31. We consider that the Immigration Judge was fully entitled to draw adverse conclusions concerning the alleged remittances on the evidence before him as a whole. Indeed in addition to the problems described above about the payees, the Sponsor and the Appellant gave very different accounts of how much money, if any, was sent. As the Immigration Judge recorded in paragraph [39], the Appellant said in interview she received £50 every two to three months, yet the Sponsor’s evidence was that he was sending up to 4 times that amount. Mr Voliere said that the Appellant’s answer may have been inaccurate because she did not know the precise amount sent, or was mistaken over the exchange rate. We asked him if he had suggested that to the Immigration Judge in oral submissions and he confirmed that he had not, even though this inconsistency was a matter that the HOPO had highlighted in his oral submissions. We consider that Mr Voliere’s attempts to explain away the materiality of the inconsistencies only made matters worse for the Appellant.

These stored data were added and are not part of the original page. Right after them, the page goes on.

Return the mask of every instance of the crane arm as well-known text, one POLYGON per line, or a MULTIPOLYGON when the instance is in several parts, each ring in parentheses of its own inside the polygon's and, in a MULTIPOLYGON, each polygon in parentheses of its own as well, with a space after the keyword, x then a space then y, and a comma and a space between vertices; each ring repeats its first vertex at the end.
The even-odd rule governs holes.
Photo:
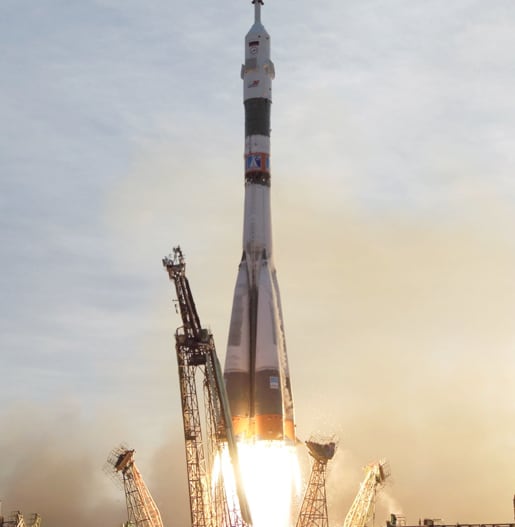
MULTIPOLYGON (((188 469, 192 475, 204 471, 199 466, 199 463, 203 463, 203 454, 200 452, 202 444, 199 429, 198 403, 196 402, 196 391, 193 387, 193 374, 191 372, 188 373, 187 368, 188 366, 206 366, 206 380, 210 393, 212 394, 211 401, 213 408, 210 408, 210 410, 215 413, 217 424, 223 429, 223 438, 220 439, 227 442, 234 471, 241 517, 247 525, 251 525, 250 508, 247 504, 241 483, 238 450, 232 429, 232 418, 222 369, 216 354, 213 336, 201 326, 197 308, 193 300, 193 294, 188 278, 186 277, 186 263, 180 247, 174 247, 173 254, 163 258, 163 266, 166 268, 170 280, 175 284, 177 302, 183 323, 182 328, 179 328, 176 332, 176 340, 179 377, 183 398, 183 420, 187 442, 186 451, 187 457, 189 456, 189 460, 187 459, 188 469), (195 423, 197 429, 195 434, 188 433, 187 428, 189 427, 190 421, 195 423), (195 442, 193 442, 193 439, 195 442), (191 443, 189 446, 188 441, 191 443)), ((194 478, 190 478, 190 500, 193 500, 191 501, 193 514, 194 510, 200 510, 203 508, 203 505, 200 503, 202 501, 200 494, 202 493, 198 492, 196 485, 192 486, 192 479, 198 480, 199 478, 196 475, 194 478)))
POLYGON ((385 461, 371 463, 365 467, 365 478, 345 517, 344 527, 365 527, 372 512, 377 489, 389 475, 385 461))
POLYGON ((134 462, 134 450, 125 445, 113 449, 107 459, 106 471, 107 469, 118 481, 123 482, 128 515, 128 521, 124 525, 163 527, 159 509, 134 462))
POLYGON ((168 271, 170 280, 175 284, 184 333, 189 338, 198 340, 201 337, 202 328, 190 284, 186 277, 186 262, 180 247, 174 247, 173 256, 163 258, 163 266, 168 271))

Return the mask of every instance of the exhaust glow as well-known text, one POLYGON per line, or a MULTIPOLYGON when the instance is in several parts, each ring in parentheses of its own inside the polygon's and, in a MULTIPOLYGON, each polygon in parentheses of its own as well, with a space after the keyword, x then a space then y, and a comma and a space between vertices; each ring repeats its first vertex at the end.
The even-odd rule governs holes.
MULTIPOLYGON (((282 441, 244 442, 238 443, 238 456, 253 527, 290 527, 293 497, 300 489, 295 447, 282 441)), ((227 450, 220 465, 228 499, 234 500, 236 485, 227 450)))

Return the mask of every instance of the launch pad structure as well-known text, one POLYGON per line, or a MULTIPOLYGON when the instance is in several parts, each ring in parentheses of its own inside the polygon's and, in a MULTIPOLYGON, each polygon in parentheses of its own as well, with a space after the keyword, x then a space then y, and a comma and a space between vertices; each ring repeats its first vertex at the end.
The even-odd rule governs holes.
MULTIPOLYGON (((395 514, 392 514, 390 520, 386 522, 386 527, 400 525, 395 514)), ((416 525, 406 525, 404 522, 402 527, 515 527, 515 523, 438 523, 432 519, 424 519, 416 525)))
MULTIPOLYGON (((163 259, 163 266, 175 284, 183 322, 176 331, 175 340, 191 526, 248 527, 252 525, 252 519, 241 484, 231 413, 214 338, 200 323, 180 247, 174 248, 173 254, 163 259), (203 400, 198 396, 198 384, 203 387, 203 400), (229 452, 233 449, 231 460, 237 487, 235 497, 227 495, 221 475, 213 481, 213 464, 216 456, 221 455, 225 448, 229 452)), ((311 439, 306 442, 306 446, 313 464, 296 527, 329 527, 326 470, 328 462, 335 455, 337 444, 335 440, 322 442, 311 439)), ((123 464, 123 457, 119 459, 122 459, 123 464)), ((373 510, 377 489, 389 476, 385 461, 371 463, 365 467, 365 471, 365 479, 347 514, 346 527, 365 527, 373 510)))
POLYGON ((191 525, 250 525, 252 520, 239 474, 238 450, 222 369, 213 335, 201 325, 180 247, 175 247, 173 254, 163 259, 163 266, 175 285, 183 323, 175 333, 175 349, 179 369, 191 525), (203 386, 204 392, 204 426, 197 382, 203 386), (234 471, 236 496, 228 496, 223 474, 212 481, 210 468, 213 467, 216 457, 221 459, 226 449, 234 471))
POLYGON ((370 463, 364 470, 365 478, 345 517, 343 527, 365 527, 371 513, 375 511, 377 491, 390 477, 390 467, 385 460, 370 463))
POLYGON ((336 442, 306 441, 310 456, 313 458, 311 475, 302 501, 297 527, 329 527, 326 495, 327 463, 336 453, 336 442))
POLYGON ((41 527, 41 516, 31 514, 30 520, 26 522, 20 511, 11 512, 7 519, 0 514, 0 527, 41 527))
POLYGON ((113 449, 105 472, 123 485, 128 515, 124 527, 163 527, 161 513, 134 462, 134 450, 125 445, 113 449))

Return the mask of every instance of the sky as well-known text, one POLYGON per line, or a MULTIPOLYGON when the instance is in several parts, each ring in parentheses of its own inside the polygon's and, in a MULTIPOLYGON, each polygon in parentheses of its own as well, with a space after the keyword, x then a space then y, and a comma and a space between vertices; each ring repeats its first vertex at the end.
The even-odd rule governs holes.
MULTIPOLYGON (((241 256, 248 1, 0 3, 0 499, 113 526, 124 442, 189 523, 161 258, 222 360, 241 256)), ((513 521, 515 3, 269 0, 275 261, 330 524, 513 521)), ((308 459, 299 447, 305 470, 308 459)))

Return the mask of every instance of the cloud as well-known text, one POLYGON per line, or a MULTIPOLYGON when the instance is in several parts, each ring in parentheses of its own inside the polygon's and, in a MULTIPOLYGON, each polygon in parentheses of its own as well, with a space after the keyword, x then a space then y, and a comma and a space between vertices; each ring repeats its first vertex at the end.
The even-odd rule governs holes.
POLYGON ((62 401, 53 409, 13 405, 1 417, 0 445, 10 453, 0 473, 4 514, 21 510, 28 519, 37 512, 49 525, 123 520, 122 500, 100 470, 113 429, 107 415, 85 423, 75 403, 62 401))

32. Mr Voliere then submitted that the inconsistencies in the evidence identified by the Immigration Judge were not fatal to the application. We disagree. The many inconsistencies go to the heart of the claim that there has been a continuing and meaningful relationship between the Sponsor and the Appellant over the twenty years they have lived apart. Apart from the discrepancies over the alleged remittances, there were inconsistencies over when they first met and how long they were together. The Appellant lied to conceal her previous visa application as a visitor in 1997/8. She said did not know of the alleged visa applications for her allegedly made by the Sponsor in 1998/9, of which there is no record. In paragraph [35] the Immigration Judge identifies a discrepancy on the marriage certificate which appears to have been signed by the Sponsor in Kumasi Ghana in 2003, at which time he was in the UK.

33. In short, we consider that the Immigration Judge’s adverse credibility findings are in all respects properly reasoned, soundly based on the evidence and sustainable. They support his overall conclusions as set out in paragraph 3 above. There is no merit in the contrary submissions in the grounds as amplified before us by Mr Voliere.


34. The Immigration Judge did not make a material error of law and the original determination of the appeal shall stand.